The Americans with Disabilities Act (ADA) was enacted just over 30 years ago to protect the rights of those with disabilities, prohibiting discrimination in public services, employment, and telecommunications. On January 1, 2018 ADA regulations state that your organization’s website must be ADA compliant.
Is my site ADA compliant?
While it may be difficult to be 100% compliant, there are steps you can take to ensure your site is ADA compliant. Here are just a few of the requirements to make your site compliant;
- Make sure images had descriptive tags
- All video and audio have a text transcript
- All video has closed captioning
- Present content in a meaningful order
- When providing instructions, make sure they aren’t reliant on a single sensory
- Color contrast ratio must be between 4.5:1 on all text and background
- All functions must be accessible by keyboard
- Any content that blinks, pauses, or moves must have the ability to stop or pause
- Each page must have a unique descriptive page title
- Navigation layout must be consistent though the site
What’s the Risk?
While there are no current legal prescriptions for web accessibility for private entities, WCAG 2.0 AA is frequently referenced by courts.

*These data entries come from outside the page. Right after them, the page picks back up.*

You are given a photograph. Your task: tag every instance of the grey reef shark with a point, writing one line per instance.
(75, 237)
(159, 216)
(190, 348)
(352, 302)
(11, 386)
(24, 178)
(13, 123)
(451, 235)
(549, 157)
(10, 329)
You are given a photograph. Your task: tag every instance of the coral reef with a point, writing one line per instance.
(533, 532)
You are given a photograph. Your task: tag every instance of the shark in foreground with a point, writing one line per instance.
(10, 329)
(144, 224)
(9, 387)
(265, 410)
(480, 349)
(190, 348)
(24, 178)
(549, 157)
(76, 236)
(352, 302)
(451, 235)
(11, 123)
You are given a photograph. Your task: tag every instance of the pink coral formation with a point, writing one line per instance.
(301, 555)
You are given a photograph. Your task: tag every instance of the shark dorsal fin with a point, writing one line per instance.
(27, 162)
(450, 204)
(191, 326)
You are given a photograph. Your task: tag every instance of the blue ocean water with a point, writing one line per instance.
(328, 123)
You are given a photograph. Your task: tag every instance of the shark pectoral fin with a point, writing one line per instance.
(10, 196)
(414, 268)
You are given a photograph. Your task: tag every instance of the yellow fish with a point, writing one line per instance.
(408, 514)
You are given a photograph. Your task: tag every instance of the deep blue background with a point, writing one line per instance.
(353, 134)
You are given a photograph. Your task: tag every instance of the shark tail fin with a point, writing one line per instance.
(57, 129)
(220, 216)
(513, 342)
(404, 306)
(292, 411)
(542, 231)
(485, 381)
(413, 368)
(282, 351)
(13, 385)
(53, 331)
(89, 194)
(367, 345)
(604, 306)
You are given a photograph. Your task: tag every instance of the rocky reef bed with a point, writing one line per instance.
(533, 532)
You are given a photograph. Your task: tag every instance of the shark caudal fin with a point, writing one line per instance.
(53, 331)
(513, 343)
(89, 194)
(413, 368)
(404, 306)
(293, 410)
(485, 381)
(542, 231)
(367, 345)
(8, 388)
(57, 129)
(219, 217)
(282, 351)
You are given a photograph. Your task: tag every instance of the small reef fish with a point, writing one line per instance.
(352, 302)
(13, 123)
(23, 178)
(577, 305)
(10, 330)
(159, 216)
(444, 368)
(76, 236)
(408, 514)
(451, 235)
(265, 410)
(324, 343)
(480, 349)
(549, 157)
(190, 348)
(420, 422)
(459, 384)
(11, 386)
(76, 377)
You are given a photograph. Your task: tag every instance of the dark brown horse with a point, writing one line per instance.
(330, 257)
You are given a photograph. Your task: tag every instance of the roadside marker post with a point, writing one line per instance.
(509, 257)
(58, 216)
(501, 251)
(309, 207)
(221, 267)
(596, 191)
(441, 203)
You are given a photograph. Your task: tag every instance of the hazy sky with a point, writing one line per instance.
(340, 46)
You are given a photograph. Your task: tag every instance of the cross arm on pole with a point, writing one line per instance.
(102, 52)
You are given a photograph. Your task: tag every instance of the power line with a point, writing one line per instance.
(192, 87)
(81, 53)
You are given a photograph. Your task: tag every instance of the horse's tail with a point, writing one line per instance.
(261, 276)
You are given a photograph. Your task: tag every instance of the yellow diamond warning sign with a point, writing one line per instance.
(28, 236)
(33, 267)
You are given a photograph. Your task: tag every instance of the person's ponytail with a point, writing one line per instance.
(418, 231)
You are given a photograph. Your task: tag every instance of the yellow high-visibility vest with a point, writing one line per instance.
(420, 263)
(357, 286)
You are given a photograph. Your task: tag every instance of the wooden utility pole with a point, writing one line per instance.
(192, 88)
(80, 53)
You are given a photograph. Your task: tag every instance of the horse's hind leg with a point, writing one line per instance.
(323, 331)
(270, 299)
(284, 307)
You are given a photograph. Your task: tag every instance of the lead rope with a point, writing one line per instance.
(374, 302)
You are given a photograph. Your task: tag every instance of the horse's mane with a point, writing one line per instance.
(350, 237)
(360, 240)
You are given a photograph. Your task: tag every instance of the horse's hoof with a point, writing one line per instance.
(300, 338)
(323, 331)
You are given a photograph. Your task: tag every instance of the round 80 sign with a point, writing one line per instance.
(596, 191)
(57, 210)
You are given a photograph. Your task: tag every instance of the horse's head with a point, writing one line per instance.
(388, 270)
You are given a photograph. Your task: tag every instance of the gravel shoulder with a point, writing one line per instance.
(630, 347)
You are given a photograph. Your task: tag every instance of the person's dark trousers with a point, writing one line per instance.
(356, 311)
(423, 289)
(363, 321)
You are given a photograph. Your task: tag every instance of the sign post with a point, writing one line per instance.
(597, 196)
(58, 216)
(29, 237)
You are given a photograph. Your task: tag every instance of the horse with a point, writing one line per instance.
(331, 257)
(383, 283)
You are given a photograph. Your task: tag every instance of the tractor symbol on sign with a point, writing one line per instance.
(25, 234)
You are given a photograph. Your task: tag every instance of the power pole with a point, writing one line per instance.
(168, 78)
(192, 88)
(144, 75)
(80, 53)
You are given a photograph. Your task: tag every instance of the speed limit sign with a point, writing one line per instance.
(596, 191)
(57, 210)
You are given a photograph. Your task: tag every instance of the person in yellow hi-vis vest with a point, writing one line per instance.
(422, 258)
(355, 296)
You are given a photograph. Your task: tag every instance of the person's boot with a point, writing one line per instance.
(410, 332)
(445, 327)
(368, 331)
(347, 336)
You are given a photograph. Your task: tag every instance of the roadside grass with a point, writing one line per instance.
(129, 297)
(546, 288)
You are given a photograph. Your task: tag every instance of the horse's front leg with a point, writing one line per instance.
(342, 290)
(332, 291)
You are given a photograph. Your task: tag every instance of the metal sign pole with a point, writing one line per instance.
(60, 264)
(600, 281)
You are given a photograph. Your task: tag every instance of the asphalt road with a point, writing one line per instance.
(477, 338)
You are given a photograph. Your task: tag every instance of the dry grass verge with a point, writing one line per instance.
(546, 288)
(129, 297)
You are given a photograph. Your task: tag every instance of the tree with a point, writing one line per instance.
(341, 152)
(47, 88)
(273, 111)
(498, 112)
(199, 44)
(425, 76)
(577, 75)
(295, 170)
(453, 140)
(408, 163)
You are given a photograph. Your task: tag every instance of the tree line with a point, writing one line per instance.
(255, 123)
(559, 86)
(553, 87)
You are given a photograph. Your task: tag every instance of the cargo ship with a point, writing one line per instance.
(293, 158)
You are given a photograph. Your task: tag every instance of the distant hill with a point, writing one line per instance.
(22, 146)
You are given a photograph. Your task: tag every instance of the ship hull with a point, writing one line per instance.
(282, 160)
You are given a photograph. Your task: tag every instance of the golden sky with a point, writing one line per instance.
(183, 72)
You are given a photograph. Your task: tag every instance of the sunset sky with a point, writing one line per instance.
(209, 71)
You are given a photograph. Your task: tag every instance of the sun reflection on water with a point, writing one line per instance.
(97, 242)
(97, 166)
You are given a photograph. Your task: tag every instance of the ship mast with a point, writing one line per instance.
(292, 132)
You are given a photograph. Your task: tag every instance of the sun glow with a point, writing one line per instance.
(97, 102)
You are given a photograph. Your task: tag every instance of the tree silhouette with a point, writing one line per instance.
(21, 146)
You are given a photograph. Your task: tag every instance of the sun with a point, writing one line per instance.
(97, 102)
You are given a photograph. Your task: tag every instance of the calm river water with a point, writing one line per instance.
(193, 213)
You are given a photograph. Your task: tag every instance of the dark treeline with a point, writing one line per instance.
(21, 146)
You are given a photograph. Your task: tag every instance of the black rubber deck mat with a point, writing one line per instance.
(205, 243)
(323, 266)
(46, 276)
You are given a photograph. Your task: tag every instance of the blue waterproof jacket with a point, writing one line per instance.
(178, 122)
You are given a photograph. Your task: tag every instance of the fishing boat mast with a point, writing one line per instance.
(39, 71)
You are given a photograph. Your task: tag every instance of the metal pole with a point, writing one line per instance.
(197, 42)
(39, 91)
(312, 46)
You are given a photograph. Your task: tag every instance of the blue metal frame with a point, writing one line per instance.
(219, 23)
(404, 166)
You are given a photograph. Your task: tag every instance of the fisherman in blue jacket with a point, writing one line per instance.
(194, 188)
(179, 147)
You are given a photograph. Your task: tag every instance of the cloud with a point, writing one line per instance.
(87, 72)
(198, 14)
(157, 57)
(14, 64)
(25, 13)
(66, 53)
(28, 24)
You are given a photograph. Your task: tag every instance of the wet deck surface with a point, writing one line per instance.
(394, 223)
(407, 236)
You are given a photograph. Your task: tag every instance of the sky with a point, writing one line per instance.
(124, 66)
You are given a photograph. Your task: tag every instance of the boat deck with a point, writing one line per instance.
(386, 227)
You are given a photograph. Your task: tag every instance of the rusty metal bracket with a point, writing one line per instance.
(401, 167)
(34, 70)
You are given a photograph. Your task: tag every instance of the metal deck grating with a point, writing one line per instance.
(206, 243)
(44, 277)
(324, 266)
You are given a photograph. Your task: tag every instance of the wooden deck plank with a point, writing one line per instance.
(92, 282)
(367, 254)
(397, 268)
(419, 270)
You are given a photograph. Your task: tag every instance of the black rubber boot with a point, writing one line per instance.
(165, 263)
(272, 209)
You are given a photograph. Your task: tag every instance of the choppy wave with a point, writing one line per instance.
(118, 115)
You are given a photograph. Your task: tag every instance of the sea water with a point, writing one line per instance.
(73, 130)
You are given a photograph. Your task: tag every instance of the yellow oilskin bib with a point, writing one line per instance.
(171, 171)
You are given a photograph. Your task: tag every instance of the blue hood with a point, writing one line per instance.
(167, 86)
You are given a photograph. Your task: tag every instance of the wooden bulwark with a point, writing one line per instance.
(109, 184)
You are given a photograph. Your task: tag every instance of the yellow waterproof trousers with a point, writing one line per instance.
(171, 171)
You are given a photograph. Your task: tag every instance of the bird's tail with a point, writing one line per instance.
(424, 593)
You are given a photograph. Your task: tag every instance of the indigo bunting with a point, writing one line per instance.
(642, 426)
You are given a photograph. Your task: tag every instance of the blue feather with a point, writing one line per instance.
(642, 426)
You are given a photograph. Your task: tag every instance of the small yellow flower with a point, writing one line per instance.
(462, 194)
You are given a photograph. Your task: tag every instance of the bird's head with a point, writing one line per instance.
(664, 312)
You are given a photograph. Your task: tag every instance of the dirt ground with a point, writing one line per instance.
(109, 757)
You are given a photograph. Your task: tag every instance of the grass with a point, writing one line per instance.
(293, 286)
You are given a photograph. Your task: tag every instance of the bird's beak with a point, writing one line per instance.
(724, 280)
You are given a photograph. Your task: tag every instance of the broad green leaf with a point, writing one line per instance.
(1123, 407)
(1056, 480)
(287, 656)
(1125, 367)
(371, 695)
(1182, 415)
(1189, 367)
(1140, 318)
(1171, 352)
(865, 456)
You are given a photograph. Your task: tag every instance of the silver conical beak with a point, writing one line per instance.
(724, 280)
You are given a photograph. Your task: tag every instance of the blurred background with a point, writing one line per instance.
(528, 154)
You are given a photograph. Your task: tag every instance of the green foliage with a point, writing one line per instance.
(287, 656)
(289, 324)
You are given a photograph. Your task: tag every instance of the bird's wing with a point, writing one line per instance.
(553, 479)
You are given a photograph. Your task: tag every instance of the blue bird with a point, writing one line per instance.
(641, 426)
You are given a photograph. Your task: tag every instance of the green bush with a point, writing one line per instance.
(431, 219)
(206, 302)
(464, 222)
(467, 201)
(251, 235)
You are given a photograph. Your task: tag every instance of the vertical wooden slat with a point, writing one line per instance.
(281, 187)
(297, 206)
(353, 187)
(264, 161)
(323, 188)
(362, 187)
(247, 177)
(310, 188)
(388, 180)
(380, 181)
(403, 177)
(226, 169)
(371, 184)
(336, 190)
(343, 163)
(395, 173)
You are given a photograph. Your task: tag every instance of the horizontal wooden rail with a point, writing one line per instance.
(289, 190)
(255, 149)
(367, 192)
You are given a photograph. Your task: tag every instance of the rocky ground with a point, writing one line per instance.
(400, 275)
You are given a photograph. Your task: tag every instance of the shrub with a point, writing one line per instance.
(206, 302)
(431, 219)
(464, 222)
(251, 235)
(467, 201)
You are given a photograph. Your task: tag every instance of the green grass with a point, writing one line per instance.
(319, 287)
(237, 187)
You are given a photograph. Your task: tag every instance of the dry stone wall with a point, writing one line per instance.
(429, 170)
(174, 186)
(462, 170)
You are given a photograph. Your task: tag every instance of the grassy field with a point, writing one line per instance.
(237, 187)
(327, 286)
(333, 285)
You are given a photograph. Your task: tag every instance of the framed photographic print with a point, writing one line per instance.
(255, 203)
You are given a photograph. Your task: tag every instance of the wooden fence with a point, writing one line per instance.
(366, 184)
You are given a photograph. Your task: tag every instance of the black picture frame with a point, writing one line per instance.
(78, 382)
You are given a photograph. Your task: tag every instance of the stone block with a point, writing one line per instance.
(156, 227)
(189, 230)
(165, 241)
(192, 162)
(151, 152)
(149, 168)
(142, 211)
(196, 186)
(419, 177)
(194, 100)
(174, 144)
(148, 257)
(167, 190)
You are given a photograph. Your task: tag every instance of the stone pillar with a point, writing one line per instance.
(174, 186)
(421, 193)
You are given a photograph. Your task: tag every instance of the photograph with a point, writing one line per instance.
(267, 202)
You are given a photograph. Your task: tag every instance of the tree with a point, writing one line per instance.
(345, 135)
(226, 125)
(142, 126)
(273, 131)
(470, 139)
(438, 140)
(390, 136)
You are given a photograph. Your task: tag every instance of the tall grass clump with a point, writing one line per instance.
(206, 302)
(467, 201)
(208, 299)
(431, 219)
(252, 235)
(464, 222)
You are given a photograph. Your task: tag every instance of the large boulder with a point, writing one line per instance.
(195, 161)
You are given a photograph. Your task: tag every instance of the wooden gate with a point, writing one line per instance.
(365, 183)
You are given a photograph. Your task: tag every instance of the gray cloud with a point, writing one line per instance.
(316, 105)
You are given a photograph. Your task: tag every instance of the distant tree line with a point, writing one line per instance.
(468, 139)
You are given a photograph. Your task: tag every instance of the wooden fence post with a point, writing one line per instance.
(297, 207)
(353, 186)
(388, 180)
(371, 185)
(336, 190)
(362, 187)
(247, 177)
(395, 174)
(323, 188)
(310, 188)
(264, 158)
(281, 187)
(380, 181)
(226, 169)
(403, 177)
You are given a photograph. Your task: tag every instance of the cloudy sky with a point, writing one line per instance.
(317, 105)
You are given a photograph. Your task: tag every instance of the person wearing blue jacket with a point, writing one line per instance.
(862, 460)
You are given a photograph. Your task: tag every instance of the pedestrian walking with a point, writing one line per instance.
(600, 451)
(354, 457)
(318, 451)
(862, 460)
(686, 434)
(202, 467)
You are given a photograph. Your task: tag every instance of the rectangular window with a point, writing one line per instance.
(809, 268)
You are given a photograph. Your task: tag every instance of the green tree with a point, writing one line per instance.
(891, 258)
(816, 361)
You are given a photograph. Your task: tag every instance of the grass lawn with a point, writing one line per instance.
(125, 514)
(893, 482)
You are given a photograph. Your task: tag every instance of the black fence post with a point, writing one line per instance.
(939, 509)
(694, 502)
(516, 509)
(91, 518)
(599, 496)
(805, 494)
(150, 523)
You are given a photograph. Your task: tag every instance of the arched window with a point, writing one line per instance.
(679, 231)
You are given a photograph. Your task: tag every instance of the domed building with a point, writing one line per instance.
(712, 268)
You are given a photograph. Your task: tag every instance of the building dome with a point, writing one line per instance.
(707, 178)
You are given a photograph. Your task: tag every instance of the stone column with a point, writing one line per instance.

- In 2015 MIT and Harvard settled a claim for $1.5 million after 4 deaf and hard of hearing students filed suites against the schools stating the website didn’t caption online content.
- In 2012 Netflix settled a claim for $755,000 after The National Association of the Deaf claimed that the site did not provide equal access to its “Watch Instantly” streaming content, as there had previously been a “refusal” by the company to provide closed captions.
- In 2019 a case made it all the way to the Supreme Court involving Domino’s. Guillermo Robles, who is legally blind, sued the company after failing to order pizza via the site and app, despite using screen-reading software.